Volume 4 Supplement 1
Are adjustable valves effective? Data from the UK Shunt Registry
© Richards et al; licensee BioMed Central Ltd. 2007
Published: 20 December 2007
Adjustable (often-called programmable) CSF valves have been developed by several manufacturers. These valves are more expensive, but have an advantage in that the operating pressure of the valve can be altered by the use of an external magnet as a simple procedure. The proportion of these valves used in the UK and Ireland has increased from 4.9% in 2000 to 22.4% in 2006. We have used data collected by the UK Shunt Registry to assess the effectiveness of these valves in reducing valve replacement for under and over-drainage using a case-control design.
Materials and methods
The UK Shunt Registry contains data on nearly 30,000 CSF shunt-related procedures. Our data suggests that primary factors involved in shunt revision are patient age, diagnosis and the number of revisions a patient has had.

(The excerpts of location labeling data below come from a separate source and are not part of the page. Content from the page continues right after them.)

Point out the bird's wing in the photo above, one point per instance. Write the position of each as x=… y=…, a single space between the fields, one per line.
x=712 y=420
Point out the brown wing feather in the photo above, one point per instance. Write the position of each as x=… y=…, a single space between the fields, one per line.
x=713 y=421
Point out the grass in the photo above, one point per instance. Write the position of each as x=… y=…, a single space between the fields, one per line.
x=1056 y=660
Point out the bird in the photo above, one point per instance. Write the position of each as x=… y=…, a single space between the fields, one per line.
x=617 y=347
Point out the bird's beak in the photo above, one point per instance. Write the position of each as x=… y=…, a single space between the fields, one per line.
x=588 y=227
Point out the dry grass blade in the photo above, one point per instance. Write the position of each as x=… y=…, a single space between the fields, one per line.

Procedures were identified where either a Medtronic Strata Valve or Codman Hakim Programmable Valve was used. Of these 1,389 had an accurate diagnosis and age entered and we were able to determine the exact number of shunt revisions.
A database search was performed for procedures matched for patient age, diagnosis and revision status but using Medtronic or Codman fixed-pressure valves. Matches were found for 943 procedures.
The one-year cumulative valve revision rate for the two adjustable valves was 4.8% as compared to 7.3% in conventional, non-adjustable valves. A logrank test suggests that adjustable valves perform significantly better (P < 0.05) for the first 98 weeks of use. After that point, there is no significant difference in the curves for the two types of valve.
Our data suggest that adjustable valves may be effective in overcoming short-term problems due to incorrect pressure selection. However the long-term problems associated with valve implantation still apply. Patient selection is probably the crucial factor in the effectiveness of adjustable valves.
This article is published under license to BioMed Central Ltd.